Jackson replied: "I am sorry, I simply do not understand the statement you are making. This list refers to people being 'hit' and people being 'killed'. It makes no attempt here to say civilian or whatever."

Mansfield said that the purpose of the list was to justify the actions of Bloody Sunday by claiming the dead were gunmen and bombers.

"General, you only have to glance down the list. The whole point of the list, I suggest, originally was in order to justify publicly why people had been shot, so they were described as 'nail bombers', 'pistol firers', 'carrying rifles' and so on.

"None of the 13 were carrying nail bombs, none of the 13 were carrying pistols, none of the 13 were carrying rifles, do you follow that?"

Jackson said this was a matter for the tribunal to decide.

In his supplementary statement, Gen Jackson said he could not explain why the names of paratroopers or the number of rounds fired were not included.

He said he "emphatically" rejected suggestions that there was an attempt to sanitise the events.

He said: "If the list of engagements is not comprehensive or contains errors, I cannot provide an explanation but I am sure that any errors or omissions are the result of oversight or some other proper and innocent reasons."

Jackson, who appeared before the inquiry in April, was called again after it emerged that he had written the list of engagements, originally thought to have been written by his superior officer, Major Ted Loden.

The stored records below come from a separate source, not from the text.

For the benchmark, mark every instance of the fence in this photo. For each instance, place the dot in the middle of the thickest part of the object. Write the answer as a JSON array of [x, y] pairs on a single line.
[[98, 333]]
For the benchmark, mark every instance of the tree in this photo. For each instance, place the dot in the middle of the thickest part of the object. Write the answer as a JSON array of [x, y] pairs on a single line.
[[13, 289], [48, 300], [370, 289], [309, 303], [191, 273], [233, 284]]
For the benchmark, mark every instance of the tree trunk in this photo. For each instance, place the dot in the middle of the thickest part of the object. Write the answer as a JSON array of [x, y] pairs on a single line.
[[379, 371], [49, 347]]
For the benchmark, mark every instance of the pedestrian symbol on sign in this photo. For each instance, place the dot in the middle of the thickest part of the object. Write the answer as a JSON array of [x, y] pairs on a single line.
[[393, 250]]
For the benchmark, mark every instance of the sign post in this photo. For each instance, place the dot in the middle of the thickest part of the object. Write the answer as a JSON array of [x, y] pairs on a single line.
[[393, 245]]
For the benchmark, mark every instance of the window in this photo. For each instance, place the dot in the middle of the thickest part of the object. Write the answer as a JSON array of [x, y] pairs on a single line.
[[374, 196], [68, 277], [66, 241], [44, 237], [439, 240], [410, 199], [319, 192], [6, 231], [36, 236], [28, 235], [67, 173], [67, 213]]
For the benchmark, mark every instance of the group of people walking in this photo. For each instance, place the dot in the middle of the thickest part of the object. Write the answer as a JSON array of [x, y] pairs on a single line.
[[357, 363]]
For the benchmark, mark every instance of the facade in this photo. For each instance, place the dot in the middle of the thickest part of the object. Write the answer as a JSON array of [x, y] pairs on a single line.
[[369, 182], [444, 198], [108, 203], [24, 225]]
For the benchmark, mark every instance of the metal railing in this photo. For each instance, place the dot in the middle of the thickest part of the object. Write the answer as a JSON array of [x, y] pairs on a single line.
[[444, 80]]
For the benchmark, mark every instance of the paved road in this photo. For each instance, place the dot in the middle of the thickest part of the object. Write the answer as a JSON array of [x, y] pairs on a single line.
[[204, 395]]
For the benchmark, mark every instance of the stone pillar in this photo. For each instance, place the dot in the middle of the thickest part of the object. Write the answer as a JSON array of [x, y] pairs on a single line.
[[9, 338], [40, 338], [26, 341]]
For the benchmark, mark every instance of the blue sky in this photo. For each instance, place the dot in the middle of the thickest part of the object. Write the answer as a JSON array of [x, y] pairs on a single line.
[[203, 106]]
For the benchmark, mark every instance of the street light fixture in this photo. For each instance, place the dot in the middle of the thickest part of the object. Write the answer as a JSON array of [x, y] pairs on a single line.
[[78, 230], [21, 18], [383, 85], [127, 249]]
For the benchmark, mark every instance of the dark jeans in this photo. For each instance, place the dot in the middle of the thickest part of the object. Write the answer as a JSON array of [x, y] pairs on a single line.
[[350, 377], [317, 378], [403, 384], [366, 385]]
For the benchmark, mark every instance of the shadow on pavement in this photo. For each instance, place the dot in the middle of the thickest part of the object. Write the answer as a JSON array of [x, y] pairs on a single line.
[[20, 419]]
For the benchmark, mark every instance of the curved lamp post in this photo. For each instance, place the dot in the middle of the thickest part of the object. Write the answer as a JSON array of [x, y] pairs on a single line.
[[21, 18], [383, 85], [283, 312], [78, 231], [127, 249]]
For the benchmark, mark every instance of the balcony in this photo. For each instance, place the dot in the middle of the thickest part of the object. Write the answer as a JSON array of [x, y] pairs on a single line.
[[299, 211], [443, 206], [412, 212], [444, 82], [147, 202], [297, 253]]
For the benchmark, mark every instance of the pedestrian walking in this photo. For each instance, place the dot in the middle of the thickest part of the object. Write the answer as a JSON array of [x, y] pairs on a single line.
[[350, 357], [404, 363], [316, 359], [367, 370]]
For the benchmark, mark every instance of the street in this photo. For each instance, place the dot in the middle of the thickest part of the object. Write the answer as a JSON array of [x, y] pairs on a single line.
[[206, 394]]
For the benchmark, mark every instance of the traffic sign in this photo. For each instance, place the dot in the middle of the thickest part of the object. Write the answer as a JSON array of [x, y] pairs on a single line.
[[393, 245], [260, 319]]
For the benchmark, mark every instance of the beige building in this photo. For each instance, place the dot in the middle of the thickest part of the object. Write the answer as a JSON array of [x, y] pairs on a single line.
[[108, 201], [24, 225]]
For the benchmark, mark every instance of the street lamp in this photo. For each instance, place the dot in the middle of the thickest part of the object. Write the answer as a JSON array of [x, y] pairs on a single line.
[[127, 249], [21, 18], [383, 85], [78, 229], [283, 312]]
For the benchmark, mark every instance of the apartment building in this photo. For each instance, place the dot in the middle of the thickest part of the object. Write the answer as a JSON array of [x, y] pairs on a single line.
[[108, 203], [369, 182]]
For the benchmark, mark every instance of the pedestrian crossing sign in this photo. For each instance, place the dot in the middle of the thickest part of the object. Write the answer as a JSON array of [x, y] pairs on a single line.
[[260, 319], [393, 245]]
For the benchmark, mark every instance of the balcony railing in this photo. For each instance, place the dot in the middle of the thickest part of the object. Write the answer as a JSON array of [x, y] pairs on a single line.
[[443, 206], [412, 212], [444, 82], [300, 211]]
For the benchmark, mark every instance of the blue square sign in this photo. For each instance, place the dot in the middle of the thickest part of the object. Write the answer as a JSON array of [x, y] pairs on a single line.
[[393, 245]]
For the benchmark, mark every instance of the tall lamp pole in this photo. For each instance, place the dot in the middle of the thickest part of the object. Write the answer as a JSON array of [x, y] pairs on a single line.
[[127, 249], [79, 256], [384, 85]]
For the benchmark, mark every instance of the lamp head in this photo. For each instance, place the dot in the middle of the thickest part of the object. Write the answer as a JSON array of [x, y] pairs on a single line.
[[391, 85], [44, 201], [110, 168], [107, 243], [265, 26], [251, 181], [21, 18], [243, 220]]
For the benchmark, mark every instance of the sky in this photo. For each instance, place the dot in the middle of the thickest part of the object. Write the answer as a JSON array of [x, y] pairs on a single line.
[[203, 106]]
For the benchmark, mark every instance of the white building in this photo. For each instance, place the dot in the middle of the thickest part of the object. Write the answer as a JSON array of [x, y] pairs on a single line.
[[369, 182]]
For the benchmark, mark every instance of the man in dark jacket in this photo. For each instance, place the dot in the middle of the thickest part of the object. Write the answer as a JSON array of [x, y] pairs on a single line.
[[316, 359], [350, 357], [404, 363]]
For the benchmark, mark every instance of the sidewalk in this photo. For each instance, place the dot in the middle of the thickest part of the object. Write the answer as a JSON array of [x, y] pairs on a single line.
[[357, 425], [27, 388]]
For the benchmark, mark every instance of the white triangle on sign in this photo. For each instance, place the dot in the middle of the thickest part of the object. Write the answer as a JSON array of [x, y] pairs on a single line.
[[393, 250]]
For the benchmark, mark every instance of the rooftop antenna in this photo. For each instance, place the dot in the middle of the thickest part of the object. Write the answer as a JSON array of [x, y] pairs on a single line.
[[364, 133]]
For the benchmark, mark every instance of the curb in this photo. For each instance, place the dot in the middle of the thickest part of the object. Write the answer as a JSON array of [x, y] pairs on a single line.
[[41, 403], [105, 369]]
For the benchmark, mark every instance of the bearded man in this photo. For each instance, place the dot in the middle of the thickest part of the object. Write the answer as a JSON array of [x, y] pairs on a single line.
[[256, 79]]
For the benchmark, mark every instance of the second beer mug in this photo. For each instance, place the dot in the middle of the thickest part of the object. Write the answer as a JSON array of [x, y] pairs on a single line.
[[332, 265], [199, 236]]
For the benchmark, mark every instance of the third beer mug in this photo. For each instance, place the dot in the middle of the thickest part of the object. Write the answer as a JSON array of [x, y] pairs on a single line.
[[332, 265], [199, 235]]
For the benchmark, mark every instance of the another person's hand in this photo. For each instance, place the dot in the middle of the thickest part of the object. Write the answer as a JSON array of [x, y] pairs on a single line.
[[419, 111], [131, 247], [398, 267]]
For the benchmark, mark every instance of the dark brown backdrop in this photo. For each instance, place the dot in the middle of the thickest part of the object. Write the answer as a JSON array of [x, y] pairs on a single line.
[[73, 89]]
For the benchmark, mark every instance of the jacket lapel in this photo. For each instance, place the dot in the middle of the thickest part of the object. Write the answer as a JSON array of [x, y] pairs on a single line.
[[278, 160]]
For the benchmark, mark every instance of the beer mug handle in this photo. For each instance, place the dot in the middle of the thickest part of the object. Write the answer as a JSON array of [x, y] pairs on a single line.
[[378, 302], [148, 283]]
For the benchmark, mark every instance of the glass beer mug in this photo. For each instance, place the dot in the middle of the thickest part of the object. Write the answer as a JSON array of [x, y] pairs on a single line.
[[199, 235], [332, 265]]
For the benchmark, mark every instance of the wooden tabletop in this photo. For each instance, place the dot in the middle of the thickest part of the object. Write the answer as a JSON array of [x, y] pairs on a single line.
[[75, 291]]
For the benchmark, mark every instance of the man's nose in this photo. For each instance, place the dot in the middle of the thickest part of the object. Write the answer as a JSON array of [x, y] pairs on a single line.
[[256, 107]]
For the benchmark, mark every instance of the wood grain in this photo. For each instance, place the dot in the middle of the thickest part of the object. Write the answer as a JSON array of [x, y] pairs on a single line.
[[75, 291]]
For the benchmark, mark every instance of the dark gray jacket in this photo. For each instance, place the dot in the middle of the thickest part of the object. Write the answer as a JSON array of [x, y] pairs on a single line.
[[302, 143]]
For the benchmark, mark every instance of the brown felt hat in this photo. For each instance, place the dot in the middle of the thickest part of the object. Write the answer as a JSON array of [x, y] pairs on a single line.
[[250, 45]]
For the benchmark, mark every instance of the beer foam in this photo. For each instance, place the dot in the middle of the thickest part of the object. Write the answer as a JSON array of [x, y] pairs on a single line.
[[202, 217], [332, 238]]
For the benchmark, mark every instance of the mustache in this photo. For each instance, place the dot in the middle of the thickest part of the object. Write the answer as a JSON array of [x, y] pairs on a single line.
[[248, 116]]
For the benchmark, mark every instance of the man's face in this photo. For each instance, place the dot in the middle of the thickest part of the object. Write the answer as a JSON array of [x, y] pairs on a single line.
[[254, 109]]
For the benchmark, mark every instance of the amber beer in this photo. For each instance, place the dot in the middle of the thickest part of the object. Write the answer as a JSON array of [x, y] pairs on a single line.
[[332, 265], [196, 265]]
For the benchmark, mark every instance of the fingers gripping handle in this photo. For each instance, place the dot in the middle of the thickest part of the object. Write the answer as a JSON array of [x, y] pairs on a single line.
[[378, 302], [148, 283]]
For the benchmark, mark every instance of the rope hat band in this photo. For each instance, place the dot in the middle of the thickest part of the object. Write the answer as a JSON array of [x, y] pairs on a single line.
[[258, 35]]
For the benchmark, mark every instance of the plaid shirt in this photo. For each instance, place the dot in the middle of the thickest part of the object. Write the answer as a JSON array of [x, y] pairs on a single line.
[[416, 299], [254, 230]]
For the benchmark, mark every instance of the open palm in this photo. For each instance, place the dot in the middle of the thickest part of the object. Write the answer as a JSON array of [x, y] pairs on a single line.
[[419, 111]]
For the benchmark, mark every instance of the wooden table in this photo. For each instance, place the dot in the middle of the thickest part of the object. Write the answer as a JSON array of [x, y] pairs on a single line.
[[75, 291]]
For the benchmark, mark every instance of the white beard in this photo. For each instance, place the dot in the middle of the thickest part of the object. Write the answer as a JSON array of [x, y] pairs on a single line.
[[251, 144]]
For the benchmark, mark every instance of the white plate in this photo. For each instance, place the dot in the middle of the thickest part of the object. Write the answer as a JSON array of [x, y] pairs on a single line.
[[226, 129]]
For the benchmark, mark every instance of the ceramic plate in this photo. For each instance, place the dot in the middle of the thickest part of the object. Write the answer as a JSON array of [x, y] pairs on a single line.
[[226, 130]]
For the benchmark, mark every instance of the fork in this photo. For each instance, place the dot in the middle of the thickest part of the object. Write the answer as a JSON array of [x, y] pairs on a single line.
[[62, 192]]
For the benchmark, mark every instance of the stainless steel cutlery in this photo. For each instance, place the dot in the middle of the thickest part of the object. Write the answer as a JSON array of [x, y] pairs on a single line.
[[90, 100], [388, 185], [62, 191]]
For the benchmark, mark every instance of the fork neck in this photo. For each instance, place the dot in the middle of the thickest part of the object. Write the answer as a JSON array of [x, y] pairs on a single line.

In his second statement, Jackson said he he must have been asked to produce initial reports for more senior officers and added that if there were any mistakes in the documents they were not intentional.

More recently, Jackson was the most senior British Army officer sitting on the Army Board which ruled that the two soldiers convicted of the murder of 18-year-old Peter McBride were fit to continue serving in the British Army. The McBride family have long argued that a senior officer who was present in Derry on Bloody Sunday was a totally inappropriate individual to sit on such an Army Board.

Jackson was also the officer in command of British forces during the Iraq war.